Et Antonio Negri, Agamben, Bataille, Prigent et Beck, beaucoup d'autres (sauf Gleize et Meschonnic).
Son livre, avant de reconduire la familière nanomachie hexagonale et de finir sur un bien déférent hommage à Yves Bonnefoy, démarre très très fort : dès le titre, il renverse la cloison qui sépare le récit de l'essai, une cloison ordinairement solide ; partant d'un déplacement, (espéré dégagement), hivernal en Russie et d'une lecture de Lermontov, il donne l'espoir de nous emmener très loin, très haut. Penseur et pédagogue séduisant, il attrape le monstre avec des miels si reconnus qu'il pourrait presque succomber au charme suivant, c'est le Bouquet (Stéphane) :
Et pourquoi les oiseaux, les petits, sont-ils parmi les plus grands pourvoyeurs de joie ?
Un très léger déplacement de l'adjectif, un poète sacré grammairien et nous voilà par un Pinson, refaits !
Sauf qu'en matière d'oiseaux, nous connaissons, nous aimons (nous aussi capables d'amour), nous préférons les Zozios de Jacques Demarcq : l'ironie magnifique du traducteur de Cummings ne l'empêche pas de chanter en moderne ET penser, son dégazouillement n'est pas pollution sans éthique.
De même, les livres de Patrick Beurard-Valdoye sont-ils des célébrations de l'existé ou des brûlots nihilistes ?
Portrait d'une Dame d'Alain Frontier est-il un hymne courtois ou une vocifération bruitiste ?
Les livres les plus marquants de ces dernières années, dépassent les oppositions stéréotypées de l'arrière-train contre l'avant-garde et les trois poètes que je viens de nommer, mangent tous les ateliers. Les romans de Desbiolles, Caligaris ou Lucot me semblent plus relever de l'art que les poèmes de Philippe Jaccottet, par ailleurs grand traducteur de Musil : Baudelaire n'a-t-il pas nommé Poème Les misérables et Nicolas Gogol ses Ames mortes ?
Ce serait toutefois injuste (et facile) de ne voir dans l'ouvrage de Jean-Claude Pinson qu'un livre trop rangeant. Et de faire savoir tout ce que rangeant comme devant, il ignore.
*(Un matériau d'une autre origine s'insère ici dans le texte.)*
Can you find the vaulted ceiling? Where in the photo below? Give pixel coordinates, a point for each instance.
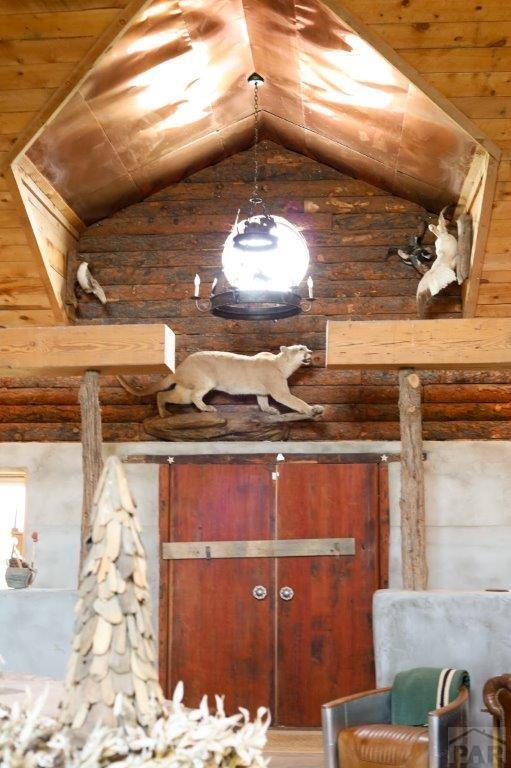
(171, 95)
Outre les plaisirs de lecture qu'il procure, il faut signaler également l'intérêt des questions qu'il soulève, particulièrment celle du développement du poétariat : Jean-Claude Pinson est, à ma connaissance, le premier à tenter de penser (et non de déplorer) ce phénomène très actuel de la prolifération des poètes.
C'est ainsi que l'auteur du Drapeau rouge, n'évacue pas, loin de là, le politique :
... est-ce qu'il n'y a pas de la grandeur aussi dans le refus de l'héroïsme littéraire ? De la grandeur dans la recherche d'une vie poétique au quotidien, déprise des hauteurs et des abîmes, mais attentive comme dit Thoreau, "à avoir action sur la qualité du jour".
Ce sera poéthique si notre constitution comme poétariat, centre de prétention, ne nous empêche pas de voir un prolétariat qu'on ne peut même plus voir, condamné et parqué dans nos centres de rétention puis exclus violemment du pays.